Aspergillosis causes symptoms treatment netdoctor

AspergillosisPascale Huber studied veterinary medicine at the Free University of Berlin. She worked as a practicing veterinarian for several years until she switched to medical journalism in 2009. Currently she is chief editor of veterinary professional and lay portals. Its focus is the creation of human and veterinary content for professionals and patients.

Aspergillosis is the technical term for a mold infection caused by Aspergillus species. The infection often affects the sinuses and lungs. The fungus can also affect other organ systems, such as the skin, ears, gastrointestinal tract or nervous system. Learn more about the causes, symptoms and treatment of aspergillosis here!

aspergillosis causes symptoms treatment netdoctor

Aspergillosis: Description

Aspergillosis is an infection with a specific mold of the genus Aspergillus. The Latin name means "the frond" – under the microscope the fungus spores look like a frond.

Aspergillus fungi are found practically everywhere in the environment. They thrive particularly well on rotting plant parts, for example in compost heaps, organic waste garbage cans and potting soil. But the fungus can also hide indoors, for example behind wallpaper, in old upholstered furniture or insulating materials.

People can contract aspergillosis by inhaling the fungal spores. It often affects people whose immune system is weakened, for example, by certain diseases or medications. For healthy people, however, the fungus is rarely a threat.

Aspergillosis and its clinical pictures

Aspergillosis can cause various clinical pictures. There are:

Allergic bronchopulmonary aspergillosis (ABPA)Here, the fungi colonize bronchial tubes and lungs and cause an allergic reaction at the same time. ABPA is occasionally seen in people with chronic lung diseases such as chronic bronchial asthma. Aspergilloma: Fungal colonization in an existing body cavity (such as sinuses or lungs) in the form of a larger, spherical structure composed of fungal filaments, mucous gland secretions, and dead cells ("mushroom ball"). Especially with a weakened immune system, the fungus can penetrate deeper into the tie starting from the aspergilloma (invasive aspergillosis). Invasive pulmonary aspergillosis (IPA)Aspergillus fungi penetrate deeper into the lung tie. It is usually a complication of severe viral pneumonia, such as those caused by influenza, parainfluenza or coronaviruses. Other forms of invasive aspergillosisStarting in the lungs, the fungus can spread through the bloodstream to any other organ, such as the heart, kidneys, liver, eyes, central nervous system (brain and spinal cord), and/or skin. Doctors then speak of a disseminated infestation.

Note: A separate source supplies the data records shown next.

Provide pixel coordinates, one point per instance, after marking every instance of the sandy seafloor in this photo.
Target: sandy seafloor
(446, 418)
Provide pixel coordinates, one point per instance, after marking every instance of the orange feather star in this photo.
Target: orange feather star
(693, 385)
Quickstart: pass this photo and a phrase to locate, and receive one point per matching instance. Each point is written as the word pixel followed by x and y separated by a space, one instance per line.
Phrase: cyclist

Superficial aspergillosis: This rare form of Aspergillus infection can develop in burns, under bandages, after damage to the eye or in the sinuses, mouth, nose, or external auditory canal.

Aspergillosis: symptoms

The symptoms of aspergillosis depend primarily on which organ system is affected by the mold.

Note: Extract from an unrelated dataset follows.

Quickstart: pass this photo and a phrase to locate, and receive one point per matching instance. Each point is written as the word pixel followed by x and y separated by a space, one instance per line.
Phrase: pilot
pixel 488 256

Possible symptoms of aspergillosis include:

– Inflammation of the bronchi (bronchitis) or lungs (pneumonia) with shortness of breath, rales when breathing, painful cough, and brownish-purulent, rarely bloody sputum – Sinusitis with nasal discharge, prere pain in the area of the sinuses, headache – Inflammation of the external auditory canal with itching, pain, ear discharge – asthma attacks in case of allergic bronchial asthma – weakness of cardiac output (power kink, shortness of breath) – diarrhea and abdominal pain in case of gastrointestinal tract involvement – neurological disorders in case of central nervous system involvement, meningitis – fever

Aspergillosis: Causes and risk factors

The cause of aspergillosis is a Infection with molds of the genus Aspergillus. Aspergillus fumigatus is involved in more than 90 percent of cases. Other Aspergillus species found in humans are A. terreus, A. flavus, A. niger and A. nidulans. The molds thrive especially on plant material such as old fruits and vegetables and typically in potting soil. People become infected by inhaling the mold spores; these settle directly in the respiratory tract and from here can infect other organs.

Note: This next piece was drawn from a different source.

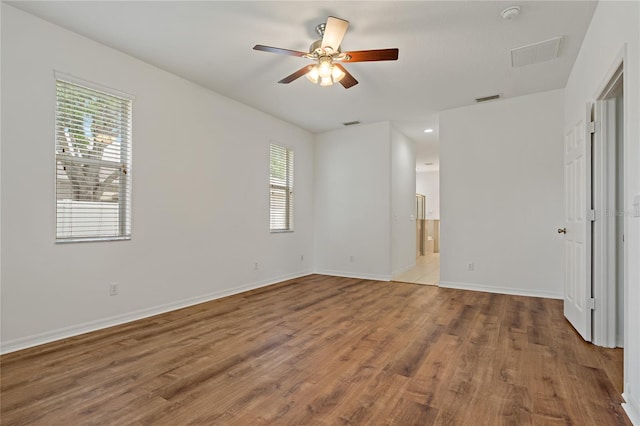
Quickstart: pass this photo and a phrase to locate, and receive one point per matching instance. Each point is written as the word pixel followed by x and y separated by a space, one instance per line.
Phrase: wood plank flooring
pixel 324 351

Aspergillosis cannot be transmitted from person to person!

Risk factors for aspergillosis

Aspergillus fungi are very widespread. However, not every contact with the pathogen also leads to disease. The main risk factors for aspergillosis are therefore considered to be diseases associated with reduced resistance to disease, for example HIV or. AIDS.

Treatment with drugs that curb the immune system (immunosuppressants), increases the risk of developing aspergillosis. Such drugs are given, for example, after organ transplants to prevent rejection of the donor organ. Certain agents used in cancer therapy (cytostatics) also have an immunosuppressive effect.

Various autoimmune diseases as well as chronic lung diseases (such as chronic obstructive pulmonary disease = COPD, bronchial asthma) also make the affected person more susceptible to the fungal infection. Healthy people with an intact immune system, on the other hand, very rarely contract aspergillosis.